Автор «Быть японцем» анализирует очень непростые явления — тенденции в армии и правительстве 30–50-х годов, роль императора на политической арене и отношение к нему, настроения простых японцев в городе и деревне, «тотальную мобилизацию» до и перед войной, войну, пропаганду и тоталитаризм «по-японски», мысли идущих на смерть камикадзе, восприятие поражения (японцы избегали даже выражения «поражения в войне», предпочитая эвфемизм «окончание войны»), апатию и потерянность в первые послевоенные годы, поиск новой идентичности и выхода из общественного и политического кризиса…

При этом написана книга так, что читать ее интересно, даже если не из-за идей и анализа, то ради фактов и психологических зарисовок японцев. Например, история лейтенанта Фудзии Хазимэ, которого «командование не зачисляло в ряды камикадзе по причине семейного положения. Видя его отчаяние, супруга лейтенанта покончила с собой — утопилась вместе с тремя детьми. И тогда мечта Фудзии исполнилась — он стал камикадзе и тоже погиб».

Мне кажется, что именно таких работ, в которых научный анализ и критический подход не теряются за изложением экзотических фактов и субъективным пиететом по отношению к объекту исследования, должно быть сейчас гораздо больше.

Эйми Ямада. Час кошки
Пер. с яп. Г. Дуткиной, А. Кабанова. СПб.: Гиперион, 2008. 224 с.

Весьма, думаю, удивились бы Сэй Сёнагон, Мурасаки Сикибу и прочие придворные дамы-писательницы, повстречай они Эйми Ямаду. Она производила сильное впечатление, когда приезжала в Москву в 2001 году на презентацию сборников современной японской прозы «Он» и «Она» (М.: Иностранка, 2001), куда входил ее рассказ, — сплошные браслеты и кольца в несколько слоев, несвойственный «приличным» японкам сильный макияж и искусственный загар… Выпускница престижного Университета Мэйдзи и обладательница премии «Бунгэй», она прославилась «своей» темой — пишет о любви японки и негра с оккупационной американской базы.

Пишет, кстати, с зашкаливающими физиологическими подробностями и прочими атрибутами «жесткой» литературы: пол — аж в двух из трех повестей книги — липок от алкоголя, спермы и крови, хрустит под ногами осколками бутылок и зубов.

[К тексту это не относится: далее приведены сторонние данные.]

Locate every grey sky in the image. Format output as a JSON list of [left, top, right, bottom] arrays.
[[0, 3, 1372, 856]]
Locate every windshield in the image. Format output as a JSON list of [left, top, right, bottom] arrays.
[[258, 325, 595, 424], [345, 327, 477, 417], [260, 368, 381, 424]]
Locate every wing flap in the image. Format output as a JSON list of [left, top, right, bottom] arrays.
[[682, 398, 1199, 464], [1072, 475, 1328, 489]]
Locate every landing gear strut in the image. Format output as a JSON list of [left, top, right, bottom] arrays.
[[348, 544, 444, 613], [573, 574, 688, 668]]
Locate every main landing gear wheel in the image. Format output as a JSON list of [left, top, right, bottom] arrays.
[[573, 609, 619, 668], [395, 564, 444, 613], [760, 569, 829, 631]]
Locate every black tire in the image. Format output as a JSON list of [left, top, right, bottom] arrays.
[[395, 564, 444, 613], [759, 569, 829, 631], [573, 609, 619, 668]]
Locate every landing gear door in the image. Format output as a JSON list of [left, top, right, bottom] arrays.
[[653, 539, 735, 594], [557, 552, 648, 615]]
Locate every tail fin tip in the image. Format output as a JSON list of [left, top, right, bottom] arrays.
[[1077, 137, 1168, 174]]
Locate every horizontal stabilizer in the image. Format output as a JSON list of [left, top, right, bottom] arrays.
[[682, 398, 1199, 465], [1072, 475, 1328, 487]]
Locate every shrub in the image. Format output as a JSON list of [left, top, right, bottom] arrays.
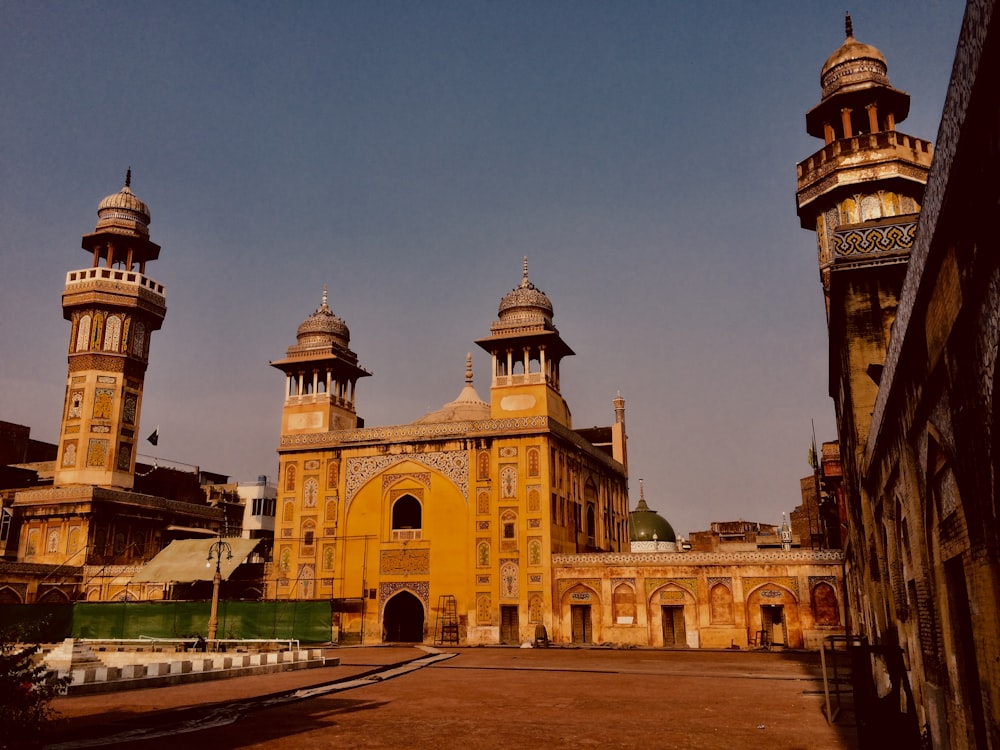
[[0, 633, 70, 750]]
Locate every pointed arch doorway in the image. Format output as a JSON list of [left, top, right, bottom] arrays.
[[382, 591, 424, 643]]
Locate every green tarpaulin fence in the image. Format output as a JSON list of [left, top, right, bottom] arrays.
[[0, 601, 331, 643]]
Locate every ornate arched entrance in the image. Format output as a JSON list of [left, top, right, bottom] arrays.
[[382, 591, 424, 643]]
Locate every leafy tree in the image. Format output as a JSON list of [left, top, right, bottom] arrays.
[[0, 632, 70, 750]]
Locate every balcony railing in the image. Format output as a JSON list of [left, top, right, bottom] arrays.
[[66, 267, 165, 297]]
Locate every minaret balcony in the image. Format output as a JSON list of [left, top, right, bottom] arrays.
[[796, 130, 934, 209], [65, 267, 166, 303], [494, 372, 547, 386]]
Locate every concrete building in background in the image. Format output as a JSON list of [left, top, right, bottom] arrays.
[[798, 0, 1000, 748]]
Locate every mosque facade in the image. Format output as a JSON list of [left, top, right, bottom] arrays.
[[266, 268, 844, 648], [798, 8, 1000, 748], [0, 172, 222, 604], [267, 260, 628, 644]]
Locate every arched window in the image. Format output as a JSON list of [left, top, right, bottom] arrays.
[[75, 315, 90, 352], [132, 323, 146, 357], [104, 315, 122, 352], [812, 581, 840, 625], [392, 495, 421, 540], [708, 583, 733, 625], [611, 583, 635, 625], [302, 477, 319, 508]]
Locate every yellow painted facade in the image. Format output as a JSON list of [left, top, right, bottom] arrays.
[[267, 265, 628, 644]]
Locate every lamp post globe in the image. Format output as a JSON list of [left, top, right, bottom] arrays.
[[207, 537, 233, 643]]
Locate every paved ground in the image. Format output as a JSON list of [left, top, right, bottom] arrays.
[[49, 647, 857, 750]]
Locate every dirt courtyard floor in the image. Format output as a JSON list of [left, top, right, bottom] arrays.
[[47, 646, 857, 750]]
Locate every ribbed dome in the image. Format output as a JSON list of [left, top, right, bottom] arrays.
[[497, 257, 553, 327], [414, 354, 490, 424], [628, 482, 677, 542], [97, 168, 149, 237], [819, 15, 889, 98], [296, 284, 351, 349]]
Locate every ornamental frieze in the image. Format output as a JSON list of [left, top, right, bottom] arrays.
[[743, 576, 799, 599], [281, 416, 549, 447], [382, 471, 431, 492], [379, 549, 431, 576], [378, 581, 431, 620], [346, 451, 469, 508], [833, 221, 917, 258], [646, 578, 698, 599], [552, 550, 844, 567], [559, 578, 601, 599]]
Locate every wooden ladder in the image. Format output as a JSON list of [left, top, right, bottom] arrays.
[[434, 594, 458, 646]]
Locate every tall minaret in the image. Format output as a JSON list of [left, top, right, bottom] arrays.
[[796, 16, 932, 462], [271, 285, 371, 435], [796, 15, 932, 313], [54, 169, 167, 489], [476, 258, 573, 427]]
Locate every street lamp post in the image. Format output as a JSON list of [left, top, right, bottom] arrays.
[[205, 537, 233, 643]]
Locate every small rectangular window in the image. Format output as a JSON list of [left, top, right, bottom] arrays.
[[0, 508, 11, 542]]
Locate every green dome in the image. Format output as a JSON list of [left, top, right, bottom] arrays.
[[628, 492, 677, 542]]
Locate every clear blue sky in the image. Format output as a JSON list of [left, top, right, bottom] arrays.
[[0, 0, 963, 534]]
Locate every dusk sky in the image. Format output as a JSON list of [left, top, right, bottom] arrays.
[[0, 0, 964, 535]]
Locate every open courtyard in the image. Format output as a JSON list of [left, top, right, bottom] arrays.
[[47, 647, 857, 750]]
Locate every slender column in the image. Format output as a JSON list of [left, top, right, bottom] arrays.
[[865, 104, 878, 133], [208, 572, 222, 642], [840, 107, 854, 138]]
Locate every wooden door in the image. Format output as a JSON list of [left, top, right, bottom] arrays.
[[500, 605, 521, 643], [570, 604, 593, 643], [661, 606, 687, 646]]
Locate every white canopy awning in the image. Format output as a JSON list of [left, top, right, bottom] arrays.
[[132, 537, 260, 583]]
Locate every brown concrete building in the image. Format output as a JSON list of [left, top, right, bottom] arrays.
[[0, 178, 225, 603], [798, 7, 1000, 748]]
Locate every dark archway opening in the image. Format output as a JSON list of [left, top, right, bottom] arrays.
[[382, 591, 424, 643]]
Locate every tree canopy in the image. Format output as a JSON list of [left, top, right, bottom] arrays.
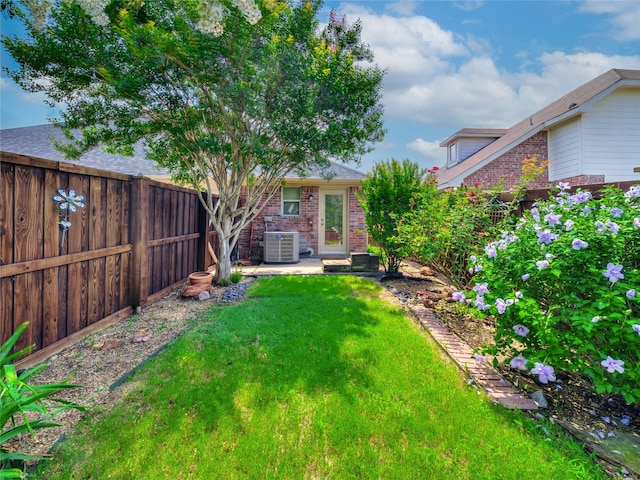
[[2, 0, 384, 279]]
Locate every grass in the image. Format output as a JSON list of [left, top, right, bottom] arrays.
[[37, 276, 604, 480]]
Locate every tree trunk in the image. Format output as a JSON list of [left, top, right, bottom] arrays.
[[215, 214, 233, 283]]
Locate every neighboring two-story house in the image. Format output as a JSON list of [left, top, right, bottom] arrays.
[[438, 69, 640, 189]]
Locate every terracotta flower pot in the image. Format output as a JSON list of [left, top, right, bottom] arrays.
[[189, 272, 213, 285]]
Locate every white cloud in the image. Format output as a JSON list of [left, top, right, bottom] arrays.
[[452, 0, 484, 12], [579, 0, 640, 42], [342, 4, 640, 133], [386, 0, 420, 17], [407, 138, 447, 168]]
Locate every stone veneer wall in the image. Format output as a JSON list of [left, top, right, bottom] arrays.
[[463, 131, 549, 190]]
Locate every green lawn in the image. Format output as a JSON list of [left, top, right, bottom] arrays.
[[38, 276, 604, 480]]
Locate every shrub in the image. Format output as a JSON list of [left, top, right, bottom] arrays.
[[398, 167, 494, 286], [455, 184, 640, 403], [0, 323, 84, 478], [358, 159, 426, 273]]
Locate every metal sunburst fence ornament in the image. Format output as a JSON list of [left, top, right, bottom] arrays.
[[51, 188, 85, 255]]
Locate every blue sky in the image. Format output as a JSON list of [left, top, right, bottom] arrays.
[[0, 0, 640, 171]]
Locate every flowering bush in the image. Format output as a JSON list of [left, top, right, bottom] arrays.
[[455, 184, 640, 403]]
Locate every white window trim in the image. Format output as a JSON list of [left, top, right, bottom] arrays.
[[280, 187, 302, 217]]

Этим, казалось бы, общим местом молодых японских авторов — вспомнить того же Фудзисаву Сю, скучного до зевоты, — дело у нее не исчерпывается.

«Безвольная заводная кукла», «маленькая нахальная дрянь», румянец которой могут вернуть только «неоновые всполохи рекламы и несколько глотков крепкого алкоголя», героиня Ямады рисует какой-то удивительно нежный и хрупкий мир на заднике всего этого Содома, Гоморры и Вавилона. Рэп ее черных любовников не заглушает звук джаза и дождя, посреди анализа своих чувственных ощущений она вспоминает книги Дж. Болдуина и смешивает не только ядреные коктейли, но и иронию с одиночеством, боль с грустью. К тому же ее простой вроде бы язык иногда поблескивает, как осколки на асфальте: поцелуи «слизывают кожу», когда она счастлива, но через страницу, как только любовник уходит, ее отражение в зеркале тускнеет, как «выцветшая фотография».